Trent and Hearst’s vocal delivery is so damn fast and frenetic that it comes off at times like hillbilly rapping, and hey, I’m good with that as long as it’s not coming from the likes of, say, Big Smo (sorry, but there are some lines I just can’t cross).
They turn down for “St. Anne’s Parade,” the nice ukulele intro of which makes me think of Eddie Vedder’s “Rise,” from the Into the Wild soundtrack. It’s somber and thoughtful, drifting northwards from New Orleans on a late-night/early-morning cross-country drive. It’s tender and affecting, almost like The Pogues’ quieter moments, and that’s no mean feat. I can’t help but hang onto the song’s refrain: “This life may be too good to survive.”

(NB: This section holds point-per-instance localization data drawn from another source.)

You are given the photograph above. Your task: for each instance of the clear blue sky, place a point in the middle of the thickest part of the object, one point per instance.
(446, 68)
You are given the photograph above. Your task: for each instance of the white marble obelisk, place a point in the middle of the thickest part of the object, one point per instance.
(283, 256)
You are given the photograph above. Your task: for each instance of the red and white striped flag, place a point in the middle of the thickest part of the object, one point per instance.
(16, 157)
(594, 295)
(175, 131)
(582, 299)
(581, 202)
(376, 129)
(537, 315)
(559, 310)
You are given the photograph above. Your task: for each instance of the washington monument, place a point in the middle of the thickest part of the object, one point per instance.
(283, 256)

Along similar lines, the anthemic, beautiful “The Last Hawk” is a yearning track for the bygone days of the ’60s, the promise of glory unrealized, and all the friends lost along the way. It’s amazing, truly, how Shovels & Rope can craft songs that sound like they hail from another era while avoiding any of those too-easy pitfalls of intentionally “retro” songwriting.

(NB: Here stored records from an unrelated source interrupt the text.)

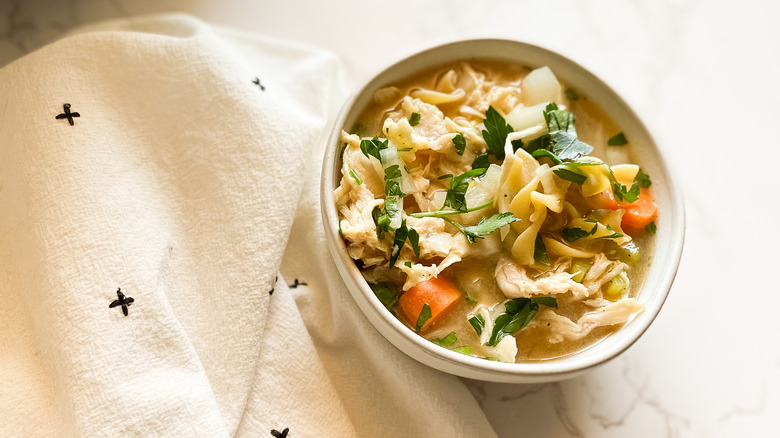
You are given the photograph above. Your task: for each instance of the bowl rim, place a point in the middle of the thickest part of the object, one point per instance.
(442, 358)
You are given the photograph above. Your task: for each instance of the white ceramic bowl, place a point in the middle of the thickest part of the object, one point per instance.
(669, 237)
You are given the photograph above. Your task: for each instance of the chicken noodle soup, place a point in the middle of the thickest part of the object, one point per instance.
(495, 211)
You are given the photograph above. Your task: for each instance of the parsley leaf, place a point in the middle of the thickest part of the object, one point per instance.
(446, 341)
(371, 148)
(382, 221)
(355, 176)
(567, 147)
(425, 315)
(519, 312)
(459, 142)
(478, 322)
(456, 194)
(495, 132)
(618, 140)
(540, 251)
(485, 226)
(568, 175)
(643, 179)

They rev back up for “Buffalo Nickel,” a rollicking, foot-pounding roar that’s seriously reminiscent of The White Stripes at their White Blood Cells-era best. “Invisible Man” hits nearby, a rocking rendition of the internal voice of a drunken man stumbling back to his car after a long, long night of hard living.
For its part, “Mourning Song” is more traditionally folk-y; it’s gorgeous and elegaic, but not downhearted despite its title. Instead, there’s a joy that comes pouring through those vocal harmonies and gently-strummed guitar lines. It’s a highlight on here for, as is “Missionary Ridge,” a solemn ode to the Union soldiers killed at the Battle of Missionary Ridge, when they ignored orders to wait and charged up the ridge, in the process defeating the entrenched Confederate troops.
“BWYR,” close to the end of Little Seeds, veers off the track and into more sociopolitical territory, a dark, deliberate-stepping look at race, racism, and politics in modern-day America. It’s haunting and surprisingly serious, not offering any solutions but pointing a finger at those who would divide us all by the color of our skin while they’re grabbing everything they can.
The album closes on a pair of deeply personal songs, “Eric’s Birthday” and “This Ride” — the former is just handclaps, quiet guitar, and a recording of somebody (Trent’s mother, possibly?) telling the story of their son being born in the back of a police car. It’s warm and poignant and tender, as is “This Ride,” which sees Trent and Hearst full of wonderment and awe at the sometimes glorious, sometimes shattering unfolding of life we all go through. The song is gorgeous and heartfelt and pitch-perfect, the perfect end to a damn fine album.
Call it country, call it Americana, call it roots music, whatever — I don’t care, in the end. All that really matters is that Shovels & Rope make music that’s honest and raw and ultimately real, a desperately-needed antidote to all the too-clean, too-shiny, too-idealized music that’s poured into our ears every goddamn day. I know I sure as hell need it; I’d bet you do, too.